这边孙贵妃解除了禁足令,那边楚子晋自是十分的开心,只要孙贵妃复宠,他的禁足令也就这这两日便可解封了。
果不其然,当天下午宫里的圣旨就颁了过来,楚子晋以为这都是孙贵妃的功劳,还以为承启帝终于是原谅了自己,却不知为求稳妥的孙贵妃还尚未来的急在皇帝吹一吹枕边风,当然这中房中密事,也就只有她和承启帝才清楚,外人看来也就不外如是了。
没了禁足令,楚子晋迫不及待的便想进宫面见,借着谢恩的口,他在送宣旨官回宫时自己也一并入了宫,可算是扬眉吐气了一番,连带着觉得宫里的空气都新鲜了许多。
但他不知道的是,承启帝替他解除的禁足令实则是因他同云婉钥的传闻,若是知道此事,楚子晋只怕躲开还来不及,哪还会又现在调戏宫女的心情。
事情发展得太快,加之孙贵妃复宠在前,不明就里的人还天真的以为是孙贵妃的功劳,楚子晋进宫,附属他的那些党羽也没细究说不妥。
不仅是他们,连带着楚慕寒也被这表现骗了去,孙贵妃复宠的消息传得这样快,早上便入了冥王府,楚慕寒想想觉得不妥,皇上此举才大大的出乎他的预料,他得赶紧进宫去一趟,不过仅他一人还不成事。
进宫前,他驾着马车去了一趟魏王府。楚景铄挣扎着从软塌上爬了起来,“你的猜想不错,我们应该进宫瞧一瞧,再者我这么久未曾去拜见过父皇,理由总归是说得过去的。”
楚慕寒见他虽看起还是病怏怏的,脸色却比前几日缓和了许多,便点了点头在下人的搀扶下将他带上了马车,在宫门出下车,楚景铄走得十分缓慢,不一会儿他便弯腰喘了几口大气,正在这时候碰见遇见了准备出宫的宣旨官。
“见过魏王殿下,冥王殿下。”
“李公公这是要出宫?”扶着楚景铄的楚慕寒注意到了他手中明黄的圣旨。
“奴才要去湘王府为陛下解除湘王的禁足令。
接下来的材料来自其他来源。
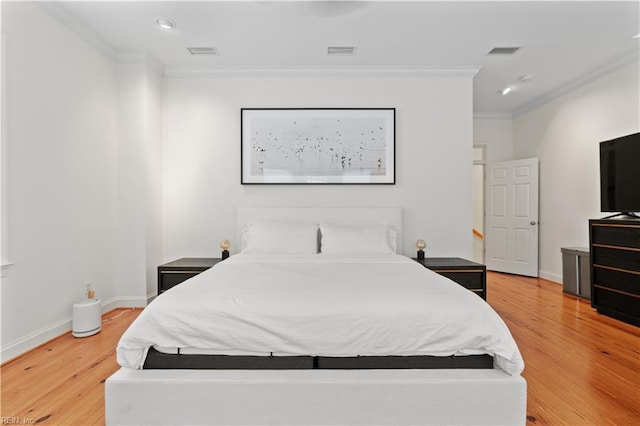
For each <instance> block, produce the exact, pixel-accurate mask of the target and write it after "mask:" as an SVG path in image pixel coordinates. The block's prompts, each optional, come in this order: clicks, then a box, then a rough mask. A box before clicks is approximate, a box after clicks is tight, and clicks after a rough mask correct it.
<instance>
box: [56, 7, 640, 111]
mask: <svg viewBox="0 0 640 426" xmlns="http://www.w3.org/2000/svg"><path fill="white" fill-rule="evenodd" d="M43 7H44V8H45V9H47V10H48V11H50V12H52V14H54V15H57V17H58V18H60V17H64V21H65V22H66V23H67V24H68V25H70V26H72V27H73V29H74V30H76V31H77V32H80V33H82V34H83V35H84V36H85V37H86V38H88V39H89V40H90V41H93V42H94V44H96V45H98V46H101V47H102V48H103V49H105V50H107V51H110V52H112V53H114V54H115V55H116V56H117V55H120V54H129V53H135V54H141V53H144V54H148V55H150V56H151V57H153V58H155V59H157V60H158V61H159V62H160V63H161V64H162V65H163V66H164V70H165V74H166V75H168V76H170V75H171V74H176V73H179V74H184V73H190V72H194V73H203V72H209V71H211V70H214V71H215V70H217V71H220V70H231V71H233V72H236V71H238V72H239V71H243V72H246V71H252V70H256V71H260V70H262V71H264V70H265V69H267V70H271V71H273V70H274V69H275V70H278V71H281V70H288V71H300V72H306V71H309V70H317V69H320V70H323V72H324V71H327V72H341V71H347V72H351V71H354V70H355V71H356V72H357V71H359V70H367V71H371V70H374V72H396V71H397V72H443V71H445V72H448V71H453V72H456V71H461V72H473V71H474V70H478V72H477V74H476V75H475V77H474V99H473V110H474V114H475V115H477V116H482V115H496V116H501V115H505V116H508V115H518V114H520V113H522V112H525V111H527V110H529V109H531V108H532V107H534V106H536V105H539V104H541V103H543V102H544V101H547V100H549V99H552V98H553V97H555V96H557V95H558V94H561V93H564V92H566V91H568V90H570V89H573V88H575V87H577V86H578V85H580V84H583V83H585V82H587V81H590V80H592V79H594V78H596V77H598V76H601V75H603V74H604V73H606V72H609V71H612V70H614V69H616V68H618V67H620V66H623V65H626V64H628V63H631V62H632V61H634V60H637V58H638V57H639V49H640V39H638V38H634V36H635V35H637V34H638V33H640V2H638V1H619V2H616V1H564V2H562V1H528V2H525V1H496V2H487V1H467V2H463V1H439V2H438V1H284V2H276V1H195V2H188V1H58V2H52V3H47V4H46V5H44V6H43ZM158 17H166V18H170V19H171V20H173V21H174V22H175V24H176V26H175V28H174V29H173V30H170V31H168V30H163V29H161V28H159V27H158V26H157V25H156V19H157V18H158ZM328 46H356V54H355V55H340V56H330V55H327V47H328ZM512 46H514V47H521V49H520V50H518V51H517V52H516V53H515V54H513V55H488V52H489V51H490V50H491V49H492V48H494V47H512ZM187 47H215V49H216V50H217V51H218V55H214V56H211V55H191V54H190V53H189V52H188V51H187V49H186V48H187ZM523 76H533V79H532V80H531V81H529V82H526V83H525V82H521V81H520V78H521V77H523ZM507 86H510V87H512V88H513V90H512V92H511V93H509V94H508V95H506V96H503V95H500V94H499V93H498V92H499V90H501V89H503V88H505V87H507Z"/></svg>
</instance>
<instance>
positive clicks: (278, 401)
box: [105, 368, 527, 425]
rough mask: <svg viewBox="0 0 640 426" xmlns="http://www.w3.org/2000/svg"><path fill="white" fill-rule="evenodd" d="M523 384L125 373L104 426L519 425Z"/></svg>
mask: <svg viewBox="0 0 640 426" xmlns="http://www.w3.org/2000/svg"><path fill="white" fill-rule="evenodd" d="M526 401H527V389H526V382H525V380H524V379H523V378H522V377H521V376H511V375H508V374H507V373H505V372H503V371H502V370H499V369H493V370H464V369H460V370H130V369H125V368H122V369H120V370H119V371H117V372H116V373H115V374H114V375H112V376H111V377H110V378H109V379H107V382H106V387H105V404H106V413H105V417H106V423H107V425H149V424H154V425H187V424H188V425H266V424H268V425H345V424H348V425H371V424H375V425H409V424H411V425H428V424H429V425H431V424H434V425H436V424H437V425H443V424H447V425H454V424H473V425H523V424H525V421H526V408H527V403H526Z"/></svg>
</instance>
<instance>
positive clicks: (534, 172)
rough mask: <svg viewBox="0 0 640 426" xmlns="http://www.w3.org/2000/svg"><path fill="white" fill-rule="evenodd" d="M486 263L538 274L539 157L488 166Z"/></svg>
mask: <svg viewBox="0 0 640 426" xmlns="http://www.w3.org/2000/svg"><path fill="white" fill-rule="evenodd" d="M486 182H487V190H486V193H485V197H486V223H485V248H486V254H485V262H486V264H487V269H488V270H491V271H500V272H508V273H511V274H518V275H527V276H530V277H537V276H538V159H537V158H529V159H525V160H514V161H505V162H501V163H494V164H488V165H487V177H486Z"/></svg>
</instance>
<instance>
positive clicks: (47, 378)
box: [0, 309, 141, 425]
mask: <svg viewBox="0 0 640 426" xmlns="http://www.w3.org/2000/svg"><path fill="white" fill-rule="evenodd" d="M140 312H141V310H140V309H137V310H135V311H134V310H132V309H116V310H114V311H111V312H109V313H107V314H105V315H104V316H103V317H102V318H103V321H104V322H103V323H102V330H101V331H100V333H98V334H95V335H93V336H90V337H84V338H75V337H73V336H72V335H71V333H70V332H69V333H67V334H64V335H62V336H60V337H58V338H56V339H54V340H52V341H51V342H49V343H46V344H44V345H42V346H40V347H38V348H36V349H34V350H32V351H30V352H28V353H27V354H25V355H23V356H20V357H18V358H15V359H13V360H11V361H9V362H7V363H6V364H4V365H3V366H2V367H1V370H0V373H1V380H2V381H1V386H2V400H1V404H0V414H1V416H2V419H3V422H2V424H20V425H25V424H34V423H35V424H40V423H46V424H50V425H103V424H104V421H105V420H104V381H105V380H106V379H107V377H109V376H110V375H112V374H113V373H115V372H116V371H117V370H118V369H119V368H120V366H119V365H118V364H117V362H116V344H117V343H118V340H119V339H120V336H121V335H122V333H124V331H125V330H126V329H127V327H128V326H129V324H131V322H132V321H133V320H134V319H135V318H136V317H137V316H138V315H139V314H140ZM120 314H121V315H120ZM117 315H119V316H118V317H117V318H115V319H113V320H109V318H113V317H116V316H117ZM105 320H106V321H105ZM5 418H8V419H5ZM11 418H14V420H13V421H12V419H11Z"/></svg>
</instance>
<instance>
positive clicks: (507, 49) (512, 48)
mask: <svg viewBox="0 0 640 426" xmlns="http://www.w3.org/2000/svg"><path fill="white" fill-rule="evenodd" d="M518 50H520V47H494V48H493V49H491V50H490V51H489V53H488V54H489V55H513V54H514V53H516V52H517V51H518Z"/></svg>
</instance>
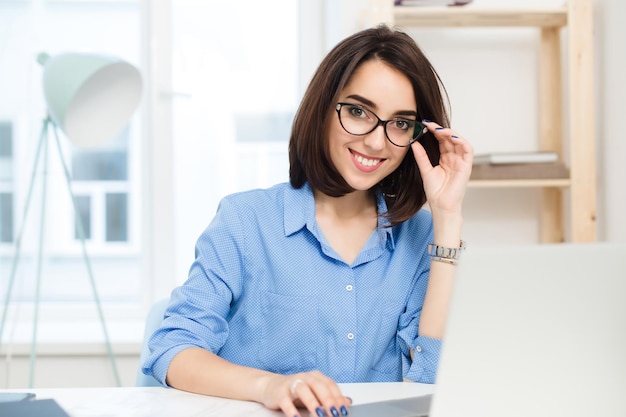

”那李公公却是个机灵的,虽然圣旨不能给他二人看,但一句话却已将内容全数说了出来。
楚慕寒点了点头,果然,圣旨这么快就下来了,他低头想向楚景铄示意,却不想他也正好看了过来,俩人没有多言,心里却又各自清楚了。
二人到御书房时承启帝又在发火,由头自然还是那些个参湘王的本子,两人不动声色的向承启帝请安,虽然在气头上,但见了还病着的楚景铄,承启帝的心也软了一些。“起来吧,景铄还没好吗?来人,给魏王搬张椅子来。”
“谢父皇恩典,儿臣已经好得差不多了,今日能下床走动,又觉得多日未能向父皇请安实在不孝,路上碰见了冥王,他因担心儿臣的身体便一道来了,到御书房这一路还多亏冥王扶着儿臣。”
再看看身体也是有毛病的冥王,承启帝就有点不大高兴了:“朕不点名,你们就也舍不得给冥王一张凳子吗?真是蠢货!”
伺候皇帝的宫女委屈得不行,皇帝不开口她们哪敢乱搬椅子啊,可人家是皇帝,就算委屈也得忍着。
“谢父皇。”
两人虽然没有看见那奏折里的内容,不过大致也猜到了,近来翼王睿王的动作颇多,承启帝都看见了,他们岂能不知道,不过只是不说罢了。
看着这一病一残的儿子,承启帝的火气也降了些,他俩也不谈公事只是随意拉了家常,承启帝还真怕他们也来烦自己,好在他们没有。
同预料的差不多,李公公回宫,楚子晋果真的跟来了,他刚一踏入,脸色的欢喜便冻结起来,他俩为何在此?
见了他,楚慕寒同楚景铄脸上尽是嘲讽的笑意,楚子晋心里咯噔一声便觉得不好,可他已经踏进来,想退也晚了,饶是如此,他还是堆着笑迎上龙座上脸色不佳的承启帝。